LIBOR改革後には管理しなければならないベーシスリスクが多くなる?

LIBORからの移行がなかなか進まない。一言にLIBORからSOFRに移行するといってもマーケットによってそのSOFRの計算方法が異なることが混乱に拍車をかけている。シンジケートローンは単利、スワップは後決め複利、住宅ローンは前決め複利だったりと様々なレートになっていて、ヘッジやリスク管理も難しくなっている。LIBOR一つだった時とはかなりの違いだ。

フォワードルッキングなターム物SOFRに対する期待も高まるが、現状のSOFRリンクデリバティブの取引量を見ると、来年前半まではあまり拡がっていくとは思えない。まずはSOFRリンクの米国債発行に期待が集まる。

スワップは後決め複利だが、これは過去3か月などの日々のSOFRを複利計算して金利を後で決めるという方法である。当初これが決まった時はほかの金利も追随するだろうと思ってしまったのだが、結局様々な計算方法が混在することになりそうだ。

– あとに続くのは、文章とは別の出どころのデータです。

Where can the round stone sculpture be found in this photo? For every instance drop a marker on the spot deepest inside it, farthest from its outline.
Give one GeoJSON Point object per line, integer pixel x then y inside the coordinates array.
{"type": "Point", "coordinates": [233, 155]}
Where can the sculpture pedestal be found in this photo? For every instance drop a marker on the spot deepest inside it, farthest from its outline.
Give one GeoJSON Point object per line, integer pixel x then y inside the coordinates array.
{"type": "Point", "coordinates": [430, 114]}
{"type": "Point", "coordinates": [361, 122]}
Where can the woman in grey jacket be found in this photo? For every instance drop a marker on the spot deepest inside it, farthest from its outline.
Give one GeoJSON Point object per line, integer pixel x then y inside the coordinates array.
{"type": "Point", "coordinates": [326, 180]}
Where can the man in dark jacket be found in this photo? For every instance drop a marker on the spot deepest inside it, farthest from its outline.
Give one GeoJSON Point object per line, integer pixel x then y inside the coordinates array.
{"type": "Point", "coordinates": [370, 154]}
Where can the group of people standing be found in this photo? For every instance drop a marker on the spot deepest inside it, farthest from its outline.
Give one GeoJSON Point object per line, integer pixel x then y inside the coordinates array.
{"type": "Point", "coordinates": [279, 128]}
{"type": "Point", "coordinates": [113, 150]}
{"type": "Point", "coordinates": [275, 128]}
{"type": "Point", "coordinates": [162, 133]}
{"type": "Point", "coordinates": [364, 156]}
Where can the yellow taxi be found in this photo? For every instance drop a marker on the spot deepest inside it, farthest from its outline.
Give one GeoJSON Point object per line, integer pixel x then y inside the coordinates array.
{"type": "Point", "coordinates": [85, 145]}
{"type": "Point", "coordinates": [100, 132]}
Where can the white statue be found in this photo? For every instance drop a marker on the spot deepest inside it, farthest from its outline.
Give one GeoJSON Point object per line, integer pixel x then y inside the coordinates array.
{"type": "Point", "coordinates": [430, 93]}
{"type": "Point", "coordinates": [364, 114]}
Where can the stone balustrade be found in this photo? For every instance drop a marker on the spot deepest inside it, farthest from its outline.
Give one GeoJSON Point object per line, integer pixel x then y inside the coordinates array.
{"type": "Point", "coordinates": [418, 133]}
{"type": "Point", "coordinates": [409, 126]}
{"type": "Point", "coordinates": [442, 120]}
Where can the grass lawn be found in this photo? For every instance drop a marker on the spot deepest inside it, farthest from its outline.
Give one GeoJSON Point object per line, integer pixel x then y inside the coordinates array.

ローンの場合、計算期間が終わってから金利が決まるという手法だと、繰上弁済が行われた時の金利を決めるのかといった問題がある。住宅ローンにおいても、今後3か月間の金利は今はわからないけど、3か月後に確定するという方法はなじみにくい。米国では金利が先に決まっていないと政府機関の適格ローンとならないという問題もある。

こうしたマーケットの声を総合すると、やはりターム物金利が最も求められているもののように思う。それが確立するまでのつなぎとして後決め複利があるが、米国債などで後決め複利の発行が増えていって市場参加者の抵抗感がなくなれば、これが存続するという可能性もあるかもしれない。

最終的にはターム物や後決め複利に収斂していくだろうから、ベーシスリスクは少なくなっていくと思われるが、信用コストを反映したローン金利、Tough Legacyの問題もあるので、しばらくの間は数多くの金利指標が併存することになるだろう。

こうした金利はおおむね同じように動くだろうが、ひとたび市場が混乱すると、そのベーシスが大きく開くこともあり得る。こうした市場混乱期にLIBOR移行によって損失が発生する市場参加者が相次いだということにならないよう、秩序ある移行が望まれる。